Le décret sur le crédit d'honneur à taux zéro expliqué par Mohamed Salah Ayari

Une semaine après la publication du décret encadrant les crédits d'honneur à taux zéro, la confusion demeure. Des citoyens rapportent que leur banque leur a indiqué que le dispositif n'était pas encore opérationnel. D'autres s'interrogent sur les bénéficiaires et les conditions d'accès. Mohamed Salah Ayari, conseiller fiscal et enseignant universitaire, a apporté plusieurs clarifications sur radio Jawhara FM.

Un mécanisme ouvert à tous, sans distinction de statut

La question la plus fréquente porte sur les bénéficiaires du crédit pouvant atteindre 5 000 dinars destiné aux particuliers. Le texte est sans ambiguïté selon le conseiller fiscal : il vise simplement les personnes physiques, sans distinction de profession ni de statut. Fonctionnaires, salariés du privé, commerçants, agriculteurs, tous peuvent en principe déposer une demande. Ce financement est toutefois réservé aux besoins de consommation.
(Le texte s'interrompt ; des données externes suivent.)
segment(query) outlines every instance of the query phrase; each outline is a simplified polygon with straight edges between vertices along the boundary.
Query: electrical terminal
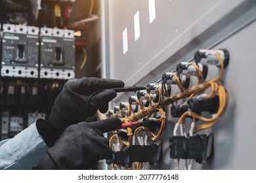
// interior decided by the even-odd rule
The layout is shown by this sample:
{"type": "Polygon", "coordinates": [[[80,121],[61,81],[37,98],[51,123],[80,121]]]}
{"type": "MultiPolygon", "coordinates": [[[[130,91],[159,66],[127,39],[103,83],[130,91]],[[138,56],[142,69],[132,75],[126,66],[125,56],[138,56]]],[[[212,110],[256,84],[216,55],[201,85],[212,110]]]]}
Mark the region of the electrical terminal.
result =
{"type": "MultiPolygon", "coordinates": [[[[177,84],[177,81],[175,75],[177,75],[176,73],[165,73],[162,75],[161,80],[162,84],[177,84]]],[[[188,87],[190,83],[190,76],[179,75],[177,75],[177,77],[179,77],[181,83],[184,87],[188,87]]]]}
{"type": "Polygon", "coordinates": [[[218,54],[223,61],[224,68],[226,68],[229,63],[229,52],[226,49],[219,50],[198,50],[194,55],[195,62],[201,63],[203,65],[215,65],[221,67],[221,62],[216,54],[218,54]]]}
{"type": "Polygon", "coordinates": [[[171,84],[150,83],[146,86],[146,92],[151,94],[160,94],[160,91],[164,96],[169,96],[171,95],[171,84]]]}
{"type": "MultiPolygon", "coordinates": [[[[202,63],[197,64],[199,69],[203,74],[203,79],[207,76],[208,68],[205,65],[202,63]]],[[[189,76],[198,76],[198,71],[194,65],[188,62],[181,62],[177,65],[177,73],[178,75],[184,75],[189,76]]]]}

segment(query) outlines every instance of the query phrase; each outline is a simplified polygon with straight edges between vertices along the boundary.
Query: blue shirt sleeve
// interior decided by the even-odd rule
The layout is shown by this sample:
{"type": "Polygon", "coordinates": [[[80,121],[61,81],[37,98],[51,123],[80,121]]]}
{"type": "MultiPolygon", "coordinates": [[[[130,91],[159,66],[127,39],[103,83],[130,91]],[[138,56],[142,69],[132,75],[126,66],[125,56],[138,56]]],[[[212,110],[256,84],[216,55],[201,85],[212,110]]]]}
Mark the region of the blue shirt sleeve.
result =
{"type": "Polygon", "coordinates": [[[34,123],[12,139],[0,142],[0,169],[31,170],[47,150],[34,123]]]}

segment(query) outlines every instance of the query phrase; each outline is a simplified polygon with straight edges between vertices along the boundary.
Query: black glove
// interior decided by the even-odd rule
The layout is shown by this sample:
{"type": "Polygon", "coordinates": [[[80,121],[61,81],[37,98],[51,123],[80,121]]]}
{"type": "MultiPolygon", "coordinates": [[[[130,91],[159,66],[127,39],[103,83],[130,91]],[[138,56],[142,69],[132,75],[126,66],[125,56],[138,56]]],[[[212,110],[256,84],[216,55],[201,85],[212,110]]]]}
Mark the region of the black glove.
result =
{"type": "Polygon", "coordinates": [[[49,118],[45,121],[39,119],[36,122],[37,130],[47,146],[53,146],[66,127],[84,121],[84,116],[95,115],[98,109],[102,113],[106,112],[108,102],[117,94],[114,90],[105,89],[123,86],[123,82],[118,80],[98,78],[69,80],[55,99],[49,118]],[[87,114],[84,114],[89,96],[101,90],[103,91],[91,98],[87,114]]]}
{"type": "Polygon", "coordinates": [[[110,118],[70,125],[33,169],[89,169],[100,159],[112,158],[108,140],[102,133],[121,125],[120,119],[110,118]]]}

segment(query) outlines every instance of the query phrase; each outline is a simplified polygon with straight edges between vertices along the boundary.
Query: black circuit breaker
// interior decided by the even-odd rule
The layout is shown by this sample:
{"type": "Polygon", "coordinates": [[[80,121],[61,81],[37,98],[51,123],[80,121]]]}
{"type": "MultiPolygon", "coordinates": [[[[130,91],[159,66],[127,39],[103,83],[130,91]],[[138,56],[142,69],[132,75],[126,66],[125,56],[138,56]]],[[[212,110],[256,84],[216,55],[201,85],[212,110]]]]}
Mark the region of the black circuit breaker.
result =
{"type": "Polygon", "coordinates": [[[73,30],[40,29],[40,78],[75,77],[75,39],[73,30]]]}
{"type": "Polygon", "coordinates": [[[199,163],[210,158],[213,153],[213,134],[192,137],[174,136],[170,140],[170,158],[194,159],[199,163]]]}
{"type": "Polygon", "coordinates": [[[1,76],[37,78],[39,28],[3,24],[1,76]]]}

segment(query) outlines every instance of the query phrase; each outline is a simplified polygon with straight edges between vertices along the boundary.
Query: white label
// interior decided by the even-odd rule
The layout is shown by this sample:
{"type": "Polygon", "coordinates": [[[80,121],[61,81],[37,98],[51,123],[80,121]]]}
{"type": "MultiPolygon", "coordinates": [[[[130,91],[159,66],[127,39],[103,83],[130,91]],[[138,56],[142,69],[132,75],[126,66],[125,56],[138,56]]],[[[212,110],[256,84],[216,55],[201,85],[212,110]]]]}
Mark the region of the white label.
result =
{"type": "Polygon", "coordinates": [[[123,54],[125,54],[128,51],[127,28],[123,31],[123,54]]]}
{"type": "Polygon", "coordinates": [[[156,18],[155,0],[148,0],[148,10],[150,16],[150,24],[156,18]]]}
{"type": "Polygon", "coordinates": [[[137,41],[140,36],[140,12],[137,12],[134,16],[134,31],[135,31],[135,39],[137,41]]]}

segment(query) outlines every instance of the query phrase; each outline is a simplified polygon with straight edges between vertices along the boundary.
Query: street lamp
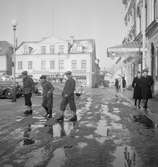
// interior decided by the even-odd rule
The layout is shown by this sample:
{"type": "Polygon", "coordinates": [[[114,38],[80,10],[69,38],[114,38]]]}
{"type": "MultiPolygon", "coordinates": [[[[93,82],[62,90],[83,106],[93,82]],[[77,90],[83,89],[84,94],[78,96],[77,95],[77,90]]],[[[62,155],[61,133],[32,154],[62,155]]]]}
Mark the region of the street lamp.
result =
{"type": "Polygon", "coordinates": [[[17,21],[12,20],[12,28],[13,28],[13,56],[12,56],[12,75],[13,75],[13,98],[12,102],[16,102],[16,78],[15,78],[15,68],[16,68],[16,27],[17,27],[17,21]]]}

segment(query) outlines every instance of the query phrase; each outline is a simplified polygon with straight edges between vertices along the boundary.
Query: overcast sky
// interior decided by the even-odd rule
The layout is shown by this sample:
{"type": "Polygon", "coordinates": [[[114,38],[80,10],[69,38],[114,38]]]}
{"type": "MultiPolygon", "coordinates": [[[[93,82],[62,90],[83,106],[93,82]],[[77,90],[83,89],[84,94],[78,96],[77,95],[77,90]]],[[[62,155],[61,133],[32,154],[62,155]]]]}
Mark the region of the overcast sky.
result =
{"type": "Polygon", "coordinates": [[[124,38],[122,0],[0,0],[0,40],[12,42],[11,20],[18,22],[18,42],[54,35],[93,38],[101,66],[106,48],[124,38]]]}

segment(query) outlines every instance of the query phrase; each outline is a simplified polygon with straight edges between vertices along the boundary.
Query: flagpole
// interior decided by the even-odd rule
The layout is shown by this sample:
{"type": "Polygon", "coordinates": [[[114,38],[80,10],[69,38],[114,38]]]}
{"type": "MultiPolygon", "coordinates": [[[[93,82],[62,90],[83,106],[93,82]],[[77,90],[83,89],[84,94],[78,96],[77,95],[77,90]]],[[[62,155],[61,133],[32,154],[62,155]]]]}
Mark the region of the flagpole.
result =
{"type": "Polygon", "coordinates": [[[146,64],[146,0],[143,0],[143,11],[142,11],[142,15],[143,15],[143,19],[142,19],[142,37],[143,37],[143,68],[147,68],[147,64],[146,64]]]}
Les plafonds de 10 000 dinars et de 25 000 dinars concernent respectivement les porteurs de microprojets et les PME ainsi que les sociétés communautaires.

La déclaration sur l'honneur ne suffit pas

L'idée selon laquelle une simple déclaration suffirait à obtenir un financement est une lecture erronée du texte. Le demandeur doit constituer un dossier complet et le déposer auprès d'une banque, qui est tenue de l'examiner dans un délai maximum de dix jours ouvrables. La décision doit être communiquée par écrit et, en cas de refus, motivée. Aucune commission ni aucun frais d'étude ne peuvent être facturés. Aucune garantie, assurance ou caution ne peut être exigée, la déclaration sur l'honneur constitue la seule garantie prévue par le dispositif.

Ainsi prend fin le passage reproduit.